People in the US complain about out of control medical costs. 30% or more of the medical costs are the result of fossil fuel air pollution.
For the environment, look at areas after and during coal mining. Look at skies in China and India. But China coal problem is there problem not ours. Right? China exports are one third of their GDP. Those products go mainly to Europe and the United States. One third of China’s pollution is generated to support Western consumption (cheaper stuff at Walmart.)
Let us consider some more cases of coal power caused deaths and then decide if it makes sense to parse quality of death.
The Buffalo Creek Flood (Feb, 1972): 125 dead, 1121 injured and 4000 homeless.
The 15- to 20-foot black wave of water gushed at an average of 7 feet per second and destroyed one town after another. A resident of Amherstdale commented that before the water reached her town, “There was such a cold stillness. There was no words, no dogs, no nothing. It felt like you could reach out and slice the stillness.” — quote from Everything in Its Path, by Kai T. Erikson
By Sunday, Dec. 7, visibility fell to one foot. Roads were littered with abandoned cars. Cattle in the city’s Smithfield market were killed and thrown away before they could be slaughtered and sold — their lungs were black. On the second day of the smog, Saturday, Dec. 6, 500 people died in London.

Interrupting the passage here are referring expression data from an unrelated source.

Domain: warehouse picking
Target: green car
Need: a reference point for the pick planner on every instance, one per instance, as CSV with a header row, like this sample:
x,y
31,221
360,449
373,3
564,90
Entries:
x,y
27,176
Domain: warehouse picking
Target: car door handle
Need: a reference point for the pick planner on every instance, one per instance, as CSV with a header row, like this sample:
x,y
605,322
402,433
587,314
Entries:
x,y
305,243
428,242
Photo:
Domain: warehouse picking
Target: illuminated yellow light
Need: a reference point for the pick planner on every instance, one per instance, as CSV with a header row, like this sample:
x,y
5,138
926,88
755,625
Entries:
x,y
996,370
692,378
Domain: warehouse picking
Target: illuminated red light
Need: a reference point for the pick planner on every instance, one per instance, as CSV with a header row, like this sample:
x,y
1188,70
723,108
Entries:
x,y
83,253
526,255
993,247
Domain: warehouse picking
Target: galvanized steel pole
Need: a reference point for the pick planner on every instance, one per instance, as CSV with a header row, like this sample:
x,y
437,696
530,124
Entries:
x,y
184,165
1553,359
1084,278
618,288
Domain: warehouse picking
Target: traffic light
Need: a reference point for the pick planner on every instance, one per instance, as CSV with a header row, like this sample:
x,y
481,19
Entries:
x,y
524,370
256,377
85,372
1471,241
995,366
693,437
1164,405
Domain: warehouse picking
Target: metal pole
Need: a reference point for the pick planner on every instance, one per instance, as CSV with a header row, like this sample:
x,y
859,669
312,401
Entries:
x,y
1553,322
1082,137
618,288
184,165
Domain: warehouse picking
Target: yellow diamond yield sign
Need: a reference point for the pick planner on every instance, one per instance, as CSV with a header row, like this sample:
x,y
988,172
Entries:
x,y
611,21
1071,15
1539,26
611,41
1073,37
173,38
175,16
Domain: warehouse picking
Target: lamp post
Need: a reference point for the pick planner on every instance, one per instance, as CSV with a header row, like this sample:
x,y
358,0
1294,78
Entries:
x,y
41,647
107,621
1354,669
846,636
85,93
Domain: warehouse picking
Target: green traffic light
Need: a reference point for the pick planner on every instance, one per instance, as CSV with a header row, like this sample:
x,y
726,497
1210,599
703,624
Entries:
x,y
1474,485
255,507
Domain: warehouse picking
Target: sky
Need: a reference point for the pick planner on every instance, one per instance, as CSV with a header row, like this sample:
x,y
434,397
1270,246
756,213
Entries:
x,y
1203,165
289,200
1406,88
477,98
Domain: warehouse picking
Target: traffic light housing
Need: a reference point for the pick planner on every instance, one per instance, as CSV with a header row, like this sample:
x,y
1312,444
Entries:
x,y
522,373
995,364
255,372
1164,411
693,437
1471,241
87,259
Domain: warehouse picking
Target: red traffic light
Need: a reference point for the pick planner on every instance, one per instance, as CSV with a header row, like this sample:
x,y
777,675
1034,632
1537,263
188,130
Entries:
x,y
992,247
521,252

When the ambulances stopped running, thousands of gasping Londoners walked through the smog to the city’s hospitals. The lips of the dying were blue.
Many of those who die in coal mines do not die painlessly or instantly. Many were likely trapped and suffered for days in failed efforts but were too deep to free themselves or for help to reach them in time. Two who lived were in complete darkness for days, had to drink their own urine, ate coal and dug through 66 feet of dirt and coal. Others could go through a similar struggle yet because they were too deep failed to reach safety.
Some Staggering Statistics on Coal Waste
In the last two decades the volume of coal combustion waste has doubled: from about 65 to the more than 130 million short tons per year I mentioned above.
About 50 percent of that growth comes from flue-gas desulfurization – our “fix” to clean up sulfate air pollution has increases solid coal waste problem.
About 31 percent of this increased waste is recycled into other uses; the rest is thrown into the coal waste stream.
So … “cleaning up” sulfate pollution has increased coal waste by almost 23 million short tons per year.
What’s perhaps worse is that this number is going to grow for two reasons:
1. The primary market for gypsum (the main constituent of FGD waste that is reused) is near saturation and isn’t expected to be able to absorb much more coal waste; and
2. Only about 30 percent of our coal-fired capacity have installed controls to limit sulfate pollution.
A New Waste Stream
The country is now getting ready to require coal-fired power plants to curb mercury emissions. Without question this is needed. Coal-fired plants are the single largest source of mercury in the United States, emitting about 48 tons annually.
When coal is burned, some of the impurities like mercury, lead, and arsenic that are concentrated in the fly ash, are removed as particulate matter. But about two-thirds of them are vaporized and thus currently uncontrolled.